I’ll never be a great writer, but I’ve made a commitment to myself to try to write something each day, just for the practice.  I love to write, and it’s therapeutic, but it intimidates me to read other much more articulate authors, knowing I’ll never achieve those heights.  Still, each day I look forward to seeing what simpleminded stuff I can come up with today.

It all starts with typing a word, or taking that step, and then another.  It challenges me to dig deeper into the dark recesses of my puny brain to come up with new, or at least recyclable, ideas.  If any of it helps, amuses, or at least distracts one of my 2.5 readers, then that’s a bonus.






It’s amazing what humans can learn to live without, if they have to.  Every time I think I’ve reached the limit, I get poorer, and have to hit reset!  I remind myself, I’m still way more fortunate than most humans in the developing world.  It doesn’t always help.  Of course I’m referring to material goods here, not emotional losses.  That takes a whole other level of resilience.

I used to feel compelled to stock up on nonessentials as if for the apocalypse.  I’ve had to incrementally scale back down to necessities, and take stock of myself.  In case of armageddon, I’m probably screwed anyway; I’d just be delaying the inevitable.  Similarly, I’ve become more frugal and resourceful at using and repurposing what I already have on hand.  I’ve almost got it down to an art form.  In some cases I do it better than people born poor!

But it makes me wonder how millions in this country manage.  We ourselves are not down to having to choose between health, food, utilities, or a roof over our heads–yet.  The healthcare part is worrisome, but we’re alright faking it for now.  Food takes some creative compromise, but we manage a basic, no frills, balanced diet.  We go without some services others take for granted, and cut back on utilities wherever possible.  And our low-income rent has somehow escaped rising.  Our roof doesn’t leak, anyway.  We endure our obnoxious hillbilly neighbors by avoiding them and expecting to be moved before they burn the building down or whatever.  I guess we have it pretty good, all things considered.

As for the other kind of resilience, that’s another story.  I’ll just say, for those recovering from deep losses and adapting to changing circumstances, that takes a special kind of fiber that money can’t buy, while lack of resources may only exacerbate the sense of desperation and despair.  Children who endured abuse, deprivation, and trauma may grow up to be functional adults on the surface, but the hurt and loss is always there, haunting, pervading, and informing their lives.

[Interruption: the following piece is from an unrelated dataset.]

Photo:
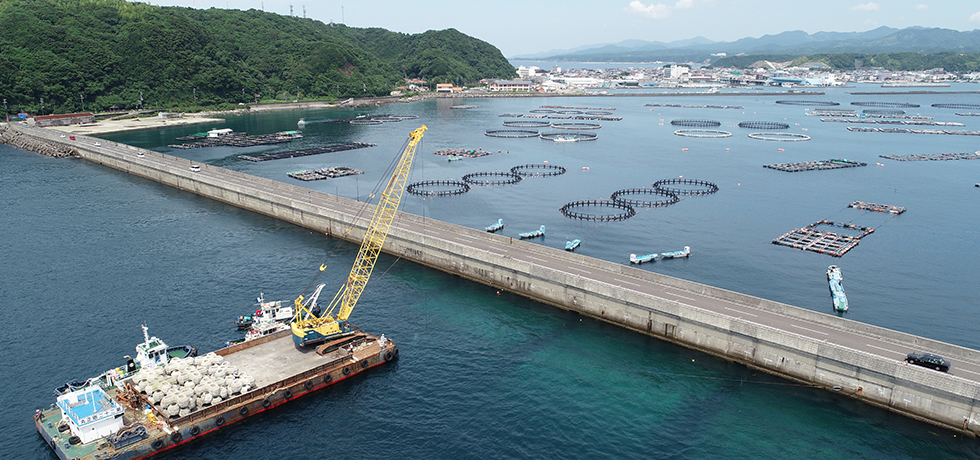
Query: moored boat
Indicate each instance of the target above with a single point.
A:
(834, 280)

The kind of resilience required to survive and adapt to harsh realities often involves forcing yourself to take that one more step, for one more day, with no guarantees.  It takes a leap without the faith.  You can’t blame some people for just giving up.  I think it’s the exceptional, extraordinary human who stubbornly hangs on and gives the finger to overwhelming odds.  I would have to admire a person like that.  I wonder if I can be such a person.

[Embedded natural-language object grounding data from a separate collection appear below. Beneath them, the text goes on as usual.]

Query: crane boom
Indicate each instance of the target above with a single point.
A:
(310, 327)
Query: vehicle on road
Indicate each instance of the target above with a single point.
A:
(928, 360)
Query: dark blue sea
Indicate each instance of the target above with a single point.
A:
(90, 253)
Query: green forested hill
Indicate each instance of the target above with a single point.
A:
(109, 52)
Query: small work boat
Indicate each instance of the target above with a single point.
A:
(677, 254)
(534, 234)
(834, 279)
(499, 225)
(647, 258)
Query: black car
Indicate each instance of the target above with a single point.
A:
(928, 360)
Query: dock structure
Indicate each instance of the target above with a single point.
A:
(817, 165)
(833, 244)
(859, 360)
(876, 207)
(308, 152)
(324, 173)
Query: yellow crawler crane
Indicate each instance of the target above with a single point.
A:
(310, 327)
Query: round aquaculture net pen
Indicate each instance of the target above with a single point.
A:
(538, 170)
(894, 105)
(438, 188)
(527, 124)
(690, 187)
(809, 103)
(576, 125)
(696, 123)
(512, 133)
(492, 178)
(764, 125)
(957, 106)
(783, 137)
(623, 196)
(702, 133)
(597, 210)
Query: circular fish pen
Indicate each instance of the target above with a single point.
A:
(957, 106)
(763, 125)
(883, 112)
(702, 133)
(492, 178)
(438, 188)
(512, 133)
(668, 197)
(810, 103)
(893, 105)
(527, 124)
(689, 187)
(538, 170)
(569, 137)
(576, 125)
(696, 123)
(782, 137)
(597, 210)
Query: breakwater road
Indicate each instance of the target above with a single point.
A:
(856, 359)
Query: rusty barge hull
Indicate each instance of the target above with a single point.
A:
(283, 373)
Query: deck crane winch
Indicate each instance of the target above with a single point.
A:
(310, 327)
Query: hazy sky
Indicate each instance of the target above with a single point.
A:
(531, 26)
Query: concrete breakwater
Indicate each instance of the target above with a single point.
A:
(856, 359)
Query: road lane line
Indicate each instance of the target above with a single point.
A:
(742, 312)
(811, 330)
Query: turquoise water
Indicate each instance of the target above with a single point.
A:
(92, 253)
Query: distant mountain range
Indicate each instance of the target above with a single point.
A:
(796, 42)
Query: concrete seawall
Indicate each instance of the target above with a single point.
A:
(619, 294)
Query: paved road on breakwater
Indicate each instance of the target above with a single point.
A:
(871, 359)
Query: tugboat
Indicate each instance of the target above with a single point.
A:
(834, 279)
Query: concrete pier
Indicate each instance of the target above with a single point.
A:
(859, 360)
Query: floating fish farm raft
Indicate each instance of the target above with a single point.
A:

But I’m learning small lessons in adapting (and readapting) to reality, a step at a time.  I won’t lie, I’ve had some challenging, even panicked moments, being confronted with the culture shock of the way millions are forced to live and cope in most of America, and not by choice.  The future of our country looks bleak right now, but all we can do is stay focused on the immediate steps before us, and filter out as much of the discouraging noise as possible.  It’s a modest hope of rebuilding something out of ruins.  Or, at the risk of sounding clichéd, “if you’re not dead yet, you’re not done yet.”